Localization in Periodic Potentials: From Schrödinger Operators to the Gross-Pitaevskii Equation (London Mathematical Society Lecture Note Series) [Dmitry E. Justification of the Lattice Equation for a Nonlinear Elliptic Problem . Copublished by the Soil Science Society of America and the Crop Science Society of . Localization in Periodic Potentials From Schrödinger Operators to the Gross-Pitaevskii Equation London Mathematical Society Lecture Note Series, 390. Nonlinear PDEs: A Dynamical Systems Approach - Google Books Result Series Monográficas: London Mathematical Society lecture note series . in periodic potentials : from Schrodinger operators to the Gross-Pitaevskii equation New books: Physics Today: Vol 65, No 11 - Scitation 6 Oct 2011 . Localization in Periodic Potentials: From Schrödinger Operators to the of the Gross–Pitaevskii equation with a periodic potential; in particular, the . Volume 390 of London Mathematical Society Lecture Note Series. Localization periodic potentials schrodinger operators . 2011. Localization in periodic potentials : from Schrödinger operators to the Gross-Pitaevskii equation, London Mathematical Society lecture note series 390  Localized extrema of ground state solution for nonlinear . Nonlinear PDEs - American Mathematical Society Spectral stability of periodic waves in the generalized reduced . D. E. Pelinovsky, Localization in periodic potentials. From Schrödinger operators to the Gross-Pitaevskii equation, London Mathematical Society Lecture Note Series 390. Cambridge: Cambridge University Press. x, 398 p., 2011. L. M. Pismen  Localization in PeriodicPotentials: From Schrödinger Operators to . Mathematical theory and numerical methods for Bose . - Maths, NUS c 2016 Society for Industrial and Applied Mathematics . Hamiltonian–Hopf bifurcation, normal form, nonlinear Schrödinger equation, sider the NLS equation with a general external localized potential, the latter community, this equation is referred to as the Gross–Pitaevskii equation) Note that the cubic nonlinearity.
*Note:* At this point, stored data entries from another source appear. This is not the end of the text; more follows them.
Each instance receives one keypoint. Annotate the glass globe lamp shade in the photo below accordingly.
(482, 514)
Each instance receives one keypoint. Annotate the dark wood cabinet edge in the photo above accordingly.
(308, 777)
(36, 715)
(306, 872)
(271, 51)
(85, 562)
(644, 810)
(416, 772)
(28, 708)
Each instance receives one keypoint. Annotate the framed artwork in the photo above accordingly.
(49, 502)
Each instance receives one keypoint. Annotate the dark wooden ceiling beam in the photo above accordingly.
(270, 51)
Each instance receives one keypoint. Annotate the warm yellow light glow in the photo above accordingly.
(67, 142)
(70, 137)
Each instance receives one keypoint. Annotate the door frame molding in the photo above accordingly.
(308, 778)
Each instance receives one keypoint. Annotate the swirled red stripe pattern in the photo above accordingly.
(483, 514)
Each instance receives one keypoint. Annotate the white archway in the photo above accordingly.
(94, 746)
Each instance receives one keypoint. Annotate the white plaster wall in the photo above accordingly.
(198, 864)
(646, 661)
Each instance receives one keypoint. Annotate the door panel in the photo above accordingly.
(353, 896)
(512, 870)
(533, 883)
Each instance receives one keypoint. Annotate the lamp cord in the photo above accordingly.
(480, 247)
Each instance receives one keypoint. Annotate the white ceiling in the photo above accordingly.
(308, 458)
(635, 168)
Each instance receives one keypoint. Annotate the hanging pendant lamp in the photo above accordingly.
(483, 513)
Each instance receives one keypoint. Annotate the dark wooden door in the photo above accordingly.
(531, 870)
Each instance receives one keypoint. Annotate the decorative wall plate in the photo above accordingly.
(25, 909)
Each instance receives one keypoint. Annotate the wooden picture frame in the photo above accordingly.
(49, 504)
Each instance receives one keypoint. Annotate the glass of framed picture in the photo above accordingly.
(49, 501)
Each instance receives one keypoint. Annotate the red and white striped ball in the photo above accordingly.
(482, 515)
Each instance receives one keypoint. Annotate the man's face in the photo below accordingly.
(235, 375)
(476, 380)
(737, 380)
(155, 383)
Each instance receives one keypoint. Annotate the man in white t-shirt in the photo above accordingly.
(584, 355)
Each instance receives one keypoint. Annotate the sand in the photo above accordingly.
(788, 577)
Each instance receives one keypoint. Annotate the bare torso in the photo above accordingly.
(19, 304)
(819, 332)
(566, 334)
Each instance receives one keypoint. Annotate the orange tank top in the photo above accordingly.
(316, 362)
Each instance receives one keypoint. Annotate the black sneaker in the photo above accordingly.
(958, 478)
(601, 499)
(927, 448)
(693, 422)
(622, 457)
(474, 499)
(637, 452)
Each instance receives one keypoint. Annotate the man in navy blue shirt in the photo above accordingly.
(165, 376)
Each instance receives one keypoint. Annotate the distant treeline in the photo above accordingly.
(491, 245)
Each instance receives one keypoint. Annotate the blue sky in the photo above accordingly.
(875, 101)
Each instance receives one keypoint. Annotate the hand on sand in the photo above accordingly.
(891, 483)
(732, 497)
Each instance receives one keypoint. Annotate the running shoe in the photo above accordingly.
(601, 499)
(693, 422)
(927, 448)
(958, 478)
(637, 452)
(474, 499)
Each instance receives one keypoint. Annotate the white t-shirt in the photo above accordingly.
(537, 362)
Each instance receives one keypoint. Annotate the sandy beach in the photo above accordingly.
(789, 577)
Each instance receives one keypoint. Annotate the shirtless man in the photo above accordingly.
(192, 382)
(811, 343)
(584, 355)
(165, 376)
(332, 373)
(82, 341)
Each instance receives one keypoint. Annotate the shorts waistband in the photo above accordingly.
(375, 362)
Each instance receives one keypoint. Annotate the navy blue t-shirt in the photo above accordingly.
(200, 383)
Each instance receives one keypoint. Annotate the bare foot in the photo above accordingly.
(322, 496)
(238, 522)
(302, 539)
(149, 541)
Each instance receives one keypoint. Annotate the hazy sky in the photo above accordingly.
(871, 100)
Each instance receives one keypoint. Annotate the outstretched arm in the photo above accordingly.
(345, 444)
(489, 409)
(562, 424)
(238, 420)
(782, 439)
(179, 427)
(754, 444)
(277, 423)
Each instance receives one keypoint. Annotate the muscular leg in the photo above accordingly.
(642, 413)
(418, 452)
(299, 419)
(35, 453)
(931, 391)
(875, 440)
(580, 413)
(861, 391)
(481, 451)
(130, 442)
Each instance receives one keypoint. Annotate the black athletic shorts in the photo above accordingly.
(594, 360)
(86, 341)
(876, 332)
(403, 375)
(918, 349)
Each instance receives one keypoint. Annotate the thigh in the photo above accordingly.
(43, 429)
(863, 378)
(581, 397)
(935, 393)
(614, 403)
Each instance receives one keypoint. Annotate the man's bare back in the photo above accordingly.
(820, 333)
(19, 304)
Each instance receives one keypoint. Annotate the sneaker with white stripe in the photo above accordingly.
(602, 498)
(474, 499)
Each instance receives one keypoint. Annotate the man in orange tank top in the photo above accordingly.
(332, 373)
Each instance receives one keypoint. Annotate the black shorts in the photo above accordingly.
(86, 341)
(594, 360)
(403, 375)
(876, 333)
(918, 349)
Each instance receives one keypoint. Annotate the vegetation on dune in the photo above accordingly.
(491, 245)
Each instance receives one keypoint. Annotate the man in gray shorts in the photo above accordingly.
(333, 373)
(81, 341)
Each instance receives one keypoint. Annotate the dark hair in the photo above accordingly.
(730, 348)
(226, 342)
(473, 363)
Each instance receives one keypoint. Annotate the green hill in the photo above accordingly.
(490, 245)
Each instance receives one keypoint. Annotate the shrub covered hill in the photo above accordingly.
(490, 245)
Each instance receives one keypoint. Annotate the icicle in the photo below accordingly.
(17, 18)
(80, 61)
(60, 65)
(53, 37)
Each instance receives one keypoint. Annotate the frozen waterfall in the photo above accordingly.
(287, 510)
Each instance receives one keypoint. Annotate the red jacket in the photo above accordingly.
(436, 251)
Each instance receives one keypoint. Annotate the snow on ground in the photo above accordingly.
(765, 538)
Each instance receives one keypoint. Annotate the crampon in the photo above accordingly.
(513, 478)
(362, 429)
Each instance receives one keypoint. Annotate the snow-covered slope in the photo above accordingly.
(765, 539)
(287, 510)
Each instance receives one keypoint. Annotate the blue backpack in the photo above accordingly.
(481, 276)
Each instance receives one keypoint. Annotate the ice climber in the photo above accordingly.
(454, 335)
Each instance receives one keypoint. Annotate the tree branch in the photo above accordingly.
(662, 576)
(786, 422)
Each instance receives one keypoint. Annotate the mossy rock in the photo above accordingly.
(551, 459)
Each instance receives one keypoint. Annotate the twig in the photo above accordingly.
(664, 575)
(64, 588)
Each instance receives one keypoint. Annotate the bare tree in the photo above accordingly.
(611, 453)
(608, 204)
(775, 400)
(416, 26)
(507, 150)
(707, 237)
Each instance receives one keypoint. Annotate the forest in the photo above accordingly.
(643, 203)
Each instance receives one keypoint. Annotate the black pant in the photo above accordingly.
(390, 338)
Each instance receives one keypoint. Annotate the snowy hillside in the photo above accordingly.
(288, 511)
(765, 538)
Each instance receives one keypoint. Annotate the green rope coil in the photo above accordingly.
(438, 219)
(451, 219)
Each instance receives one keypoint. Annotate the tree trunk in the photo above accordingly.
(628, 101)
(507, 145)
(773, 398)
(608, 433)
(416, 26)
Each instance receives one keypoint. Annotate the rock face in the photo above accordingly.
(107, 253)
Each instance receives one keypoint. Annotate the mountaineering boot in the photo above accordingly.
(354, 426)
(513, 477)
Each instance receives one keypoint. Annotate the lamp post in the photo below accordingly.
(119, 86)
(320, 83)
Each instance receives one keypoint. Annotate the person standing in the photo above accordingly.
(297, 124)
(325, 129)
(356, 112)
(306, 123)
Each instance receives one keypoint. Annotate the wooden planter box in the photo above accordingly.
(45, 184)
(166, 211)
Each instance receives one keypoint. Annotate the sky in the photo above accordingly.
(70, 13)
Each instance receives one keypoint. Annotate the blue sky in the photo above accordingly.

London Mathematical . - Biblioteca Sotero Prieto - UNAM Finally, as a perspective, we show briefly the mathematical models for spin-1 BEC, . Bose-Einstein condensation, Gross-Pitaevskii equation, numerical . Einstein s prediction did not receive much attention until F. London to the Nobel lectures [80, 126]. atomic physics community and condensate physics community. Localization in Periodic Potentials: From . - Google Books

Localization in Periodic Potentials: From Schrödinger Operators to the Gross-Pitaevskii Equation (London Mathematical Society Lecture Note Series) [Dmitry E.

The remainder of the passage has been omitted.